Não era habitável! Assim falavam,
carregados de certezas, marinheiros e aventureiros, também havia rumores sobre
perdas de sanidade mental dos que se aventurassem por aquelas terras. Ao
vaticínio de inabitável, impus-me o desafio, não sem receios, de ali me
estabelecer. A tarefa de circundar sua costa em busca de um porto receptível
foi realizada em não menos do que oito meses. Após escrutar com toda
diligência, escolhi uma enseada ao sul da ilha como sendo o local de aspecto
mais amigável e acolhedor. Ponderei ser ao sul a porta de entrada dos mais
gelados ventos, mas optei pelo frio, em detrimento das constantes tormentas
observadas ao norte e dos rochedos a leste e oeste. De qualquer maneira, em
qualquer dos lados, o que primeiro podia ser percebido eram as constantes
mudanças de humores da ilha, ora com mar calmo e brisa suave a chamar barcos e
baleotes, ora com vagas golpeando-se com ventos enlouquecidos. Tão repentino
quanto começava, uma tempestade carregada de chuvas se transformava em uma
linda e ensolarada tarde.
Por algum capricho, ou para sentir-me em
um local familiar, não desembarquei sem antes ter um nome para a ilha: Antônia.

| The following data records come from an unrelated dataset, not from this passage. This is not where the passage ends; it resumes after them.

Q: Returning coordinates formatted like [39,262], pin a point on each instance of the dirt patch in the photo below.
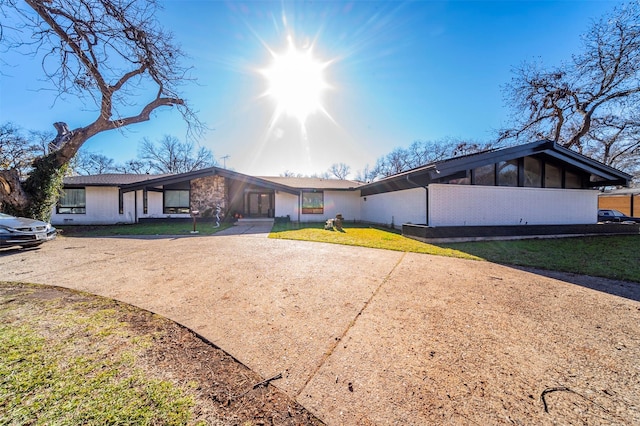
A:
[225,391]
[374,336]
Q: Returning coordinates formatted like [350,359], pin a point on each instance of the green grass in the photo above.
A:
[363,236]
[616,257]
[71,366]
[160,228]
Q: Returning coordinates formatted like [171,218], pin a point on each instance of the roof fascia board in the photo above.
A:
[599,171]
[212,171]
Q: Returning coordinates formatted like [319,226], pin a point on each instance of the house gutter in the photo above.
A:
[426,198]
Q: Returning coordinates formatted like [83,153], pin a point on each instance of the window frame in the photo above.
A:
[72,208]
[177,209]
[307,204]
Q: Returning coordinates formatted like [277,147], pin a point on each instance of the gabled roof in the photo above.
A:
[108,179]
[132,182]
[314,183]
[442,171]
[210,171]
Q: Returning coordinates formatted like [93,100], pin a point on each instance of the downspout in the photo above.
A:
[426,198]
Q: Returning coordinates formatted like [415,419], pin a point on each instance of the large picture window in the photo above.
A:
[572,180]
[176,201]
[485,175]
[532,172]
[552,176]
[72,201]
[313,202]
[508,173]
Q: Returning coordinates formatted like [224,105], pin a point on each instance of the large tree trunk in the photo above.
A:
[36,196]
[13,199]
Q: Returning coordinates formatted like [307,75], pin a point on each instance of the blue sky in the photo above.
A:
[398,72]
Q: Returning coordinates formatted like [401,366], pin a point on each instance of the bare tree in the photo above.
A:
[91,163]
[170,155]
[17,152]
[340,170]
[137,167]
[590,103]
[420,153]
[109,53]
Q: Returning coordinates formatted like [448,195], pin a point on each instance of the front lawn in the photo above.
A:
[363,235]
[615,257]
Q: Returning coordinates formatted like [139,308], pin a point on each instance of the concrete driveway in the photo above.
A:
[366,336]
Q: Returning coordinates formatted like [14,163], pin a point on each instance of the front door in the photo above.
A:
[259,204]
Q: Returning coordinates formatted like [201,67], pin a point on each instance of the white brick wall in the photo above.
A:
[460,205]
[398,207]
[102,209]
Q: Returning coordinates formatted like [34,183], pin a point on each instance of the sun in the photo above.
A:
[296,82]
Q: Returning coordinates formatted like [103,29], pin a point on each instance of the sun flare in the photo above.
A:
[296,83]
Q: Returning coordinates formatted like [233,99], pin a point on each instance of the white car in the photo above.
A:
[21,231]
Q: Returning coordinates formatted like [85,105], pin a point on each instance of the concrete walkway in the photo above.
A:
[365,336]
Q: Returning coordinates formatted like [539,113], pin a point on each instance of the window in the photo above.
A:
[312,202]
[508,173]
[72,201]
[572,180]
[485,175]
[552,176]
[532,172]
[176,201]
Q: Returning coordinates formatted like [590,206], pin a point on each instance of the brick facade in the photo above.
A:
[207,193]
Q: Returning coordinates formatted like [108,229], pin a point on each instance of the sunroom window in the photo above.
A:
[176,201]
[72,201]
[313,202]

Não ouso a pensar em Antônia sem ser a
formação insular, não ouso por em curso lembranças de uma outra Antônia, me
basta navegar e desembarcar em inabitável ilha, o nome, assim quiseram ou
deuses.
Fui paciente, perseverei calado em sinal
de aceitação do meu destino. Com tempos de calmaria se alternado a ventanias,
aprendi a enraizar-me, a resistir aos ataques de fúria e a isto sucederam
minhas primeiras recompensas. Descobri não haver vestígio algum de humanidade,
era o primeiro homem em Antônia, o primeiro a explorar sua geografia
exuberante, seus montes e suas profundezas, a mergulhar em águas cheias de vidas
e a sobreviver daquilo que ela me oferecia. Descobri fontes arcadianas e provei
frutos de nos fazer sonhar, aos poucos ela se revelava e revelava pequenos
tesouros e após nove anos já conhecia quase todos seus limites.

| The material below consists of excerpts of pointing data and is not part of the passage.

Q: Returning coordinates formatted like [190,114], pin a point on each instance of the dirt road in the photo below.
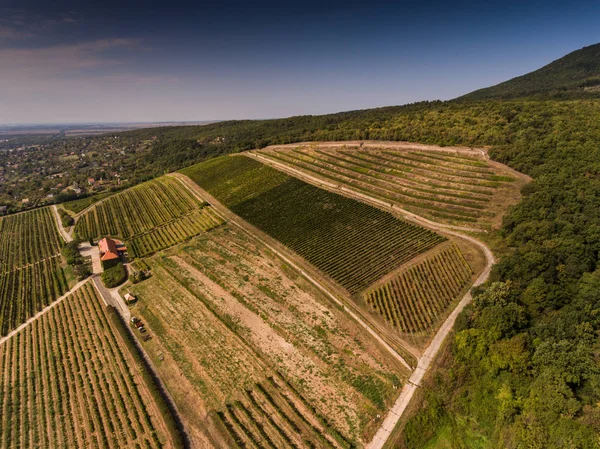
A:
[348,191]
[430,353]
[112,297]
[43,311]
[414,381]
[67,236]
[229,216]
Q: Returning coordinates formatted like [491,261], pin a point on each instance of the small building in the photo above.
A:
[111,251]
[109,255]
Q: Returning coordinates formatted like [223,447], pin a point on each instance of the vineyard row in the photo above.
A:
[413,300]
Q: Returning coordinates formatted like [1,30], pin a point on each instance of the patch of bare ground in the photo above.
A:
[452,185]
[227,316]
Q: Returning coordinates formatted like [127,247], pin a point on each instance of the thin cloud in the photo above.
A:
[62,59]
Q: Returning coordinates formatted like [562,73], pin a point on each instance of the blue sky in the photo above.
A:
[68,61]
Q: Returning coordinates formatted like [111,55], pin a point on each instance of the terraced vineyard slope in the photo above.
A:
[31,274]
[414,299]
[446,186]
[353,243]
[254,355]
[151,217]
[68,381]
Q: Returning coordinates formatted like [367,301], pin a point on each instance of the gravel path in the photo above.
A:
[432,350]
[68,237]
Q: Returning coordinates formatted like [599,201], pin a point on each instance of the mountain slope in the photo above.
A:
[575,74]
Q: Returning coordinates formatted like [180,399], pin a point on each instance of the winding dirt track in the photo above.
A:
[229,216]
[432,350]
[68,238]
[43,311]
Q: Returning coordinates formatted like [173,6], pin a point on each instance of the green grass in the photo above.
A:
[77,206]
[353,243]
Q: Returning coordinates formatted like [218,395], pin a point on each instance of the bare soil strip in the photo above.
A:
[430,353]
[236,221]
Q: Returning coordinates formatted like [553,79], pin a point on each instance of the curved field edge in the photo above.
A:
[84,380]
[458,186]
[31,266]
[350,241]
[203,281]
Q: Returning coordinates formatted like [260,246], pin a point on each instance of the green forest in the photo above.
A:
[523,363]
[522,370]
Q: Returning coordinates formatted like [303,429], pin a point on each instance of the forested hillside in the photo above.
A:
[576,74]
[524,362]
[523,368]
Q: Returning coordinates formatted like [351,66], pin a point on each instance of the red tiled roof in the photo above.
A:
[108,249]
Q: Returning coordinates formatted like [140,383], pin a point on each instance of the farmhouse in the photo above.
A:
[110,251]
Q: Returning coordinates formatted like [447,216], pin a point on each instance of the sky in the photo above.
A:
[68,61]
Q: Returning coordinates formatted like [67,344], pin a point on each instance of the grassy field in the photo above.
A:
[251,353]
[67,380]
[31,274]
[76,206]
[443,186]
[353,243]
[151,217]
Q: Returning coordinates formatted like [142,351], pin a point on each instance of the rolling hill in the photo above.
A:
[576,74]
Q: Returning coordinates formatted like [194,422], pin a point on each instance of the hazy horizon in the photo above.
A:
[155,62]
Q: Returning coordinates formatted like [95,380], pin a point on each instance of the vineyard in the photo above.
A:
[413,300]
[26,291]
[444,186]
[66,380]
[273,415]
[151,216]
[27,238]
[31,274]
[265,359]
[352,242]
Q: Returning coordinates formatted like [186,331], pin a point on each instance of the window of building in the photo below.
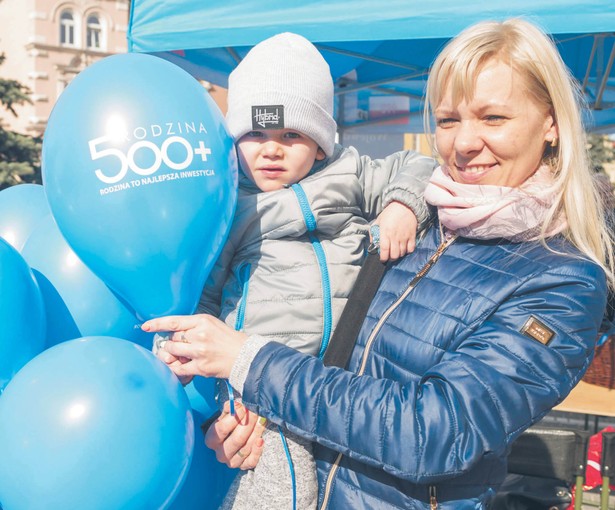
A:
[67,28]
[94,32]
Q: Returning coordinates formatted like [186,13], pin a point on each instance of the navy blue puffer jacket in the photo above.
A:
[448,370]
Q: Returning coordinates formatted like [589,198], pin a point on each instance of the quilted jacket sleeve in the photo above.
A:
[400,177]
[211,297]
[484,391]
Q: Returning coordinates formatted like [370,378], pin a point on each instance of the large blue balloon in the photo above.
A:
[22,316]
[77,302]
[94,423]
[22,207]
[141,176]
[207,481]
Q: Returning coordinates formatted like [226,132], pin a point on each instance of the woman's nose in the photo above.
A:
[468,138]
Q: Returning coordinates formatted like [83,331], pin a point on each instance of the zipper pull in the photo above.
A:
[433,502]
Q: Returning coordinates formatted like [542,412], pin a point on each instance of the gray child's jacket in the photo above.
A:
[292,255]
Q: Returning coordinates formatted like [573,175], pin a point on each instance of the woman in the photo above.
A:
[475,336]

Não havia mais nada que valesse a pena
ser descoberto, mesmo assim eu insisti em continuar a buscar algo mais, algum
detalhe que me havia escapado, algum regato, ou caverna com novas maravilhas.
Deparei-me com uma gruta até então ignorada. Não era um caminho novo, já havia
estudado aquele bosque, já o havia catalogado, mas jamais percebera a gruta.
Estava tão bem assentado em minhas certezas cimentadas pela rotina que me
desacostumara das surpresas, imaginava ter compreendido os ciclos das
tempestades e as demais inconstâncias do clima. Esta nova gruta era um desafio
inesperado e indesejável.
Não foi de imediato que comecei a
explorar a gruta, pelo contrário, procurei esquece-la, adiei a incursão por
dias, semanas e meses, penso mesmo ter esquecido, ou simulei o esquecimento e
continuei minha vida. Ao cabo de muitos meses, distraia-me a colher frutos pelo
bosque quando percebi estar em frente a entrada da gruta. Ensejei novo
adiamento, inútil. Com poucos passos estava em seu interior.
Conjeturei ser o propósito de Antônia
manter segredo, mas logo descartei parcialmente tal pensamento, ela manteve o
segredo pelo tempo que quis. Talvez eu não devesse mesmo vasculhar certas
passados, mesmo suspeitando ser sua vontade revelar-se quando sentisse vontade.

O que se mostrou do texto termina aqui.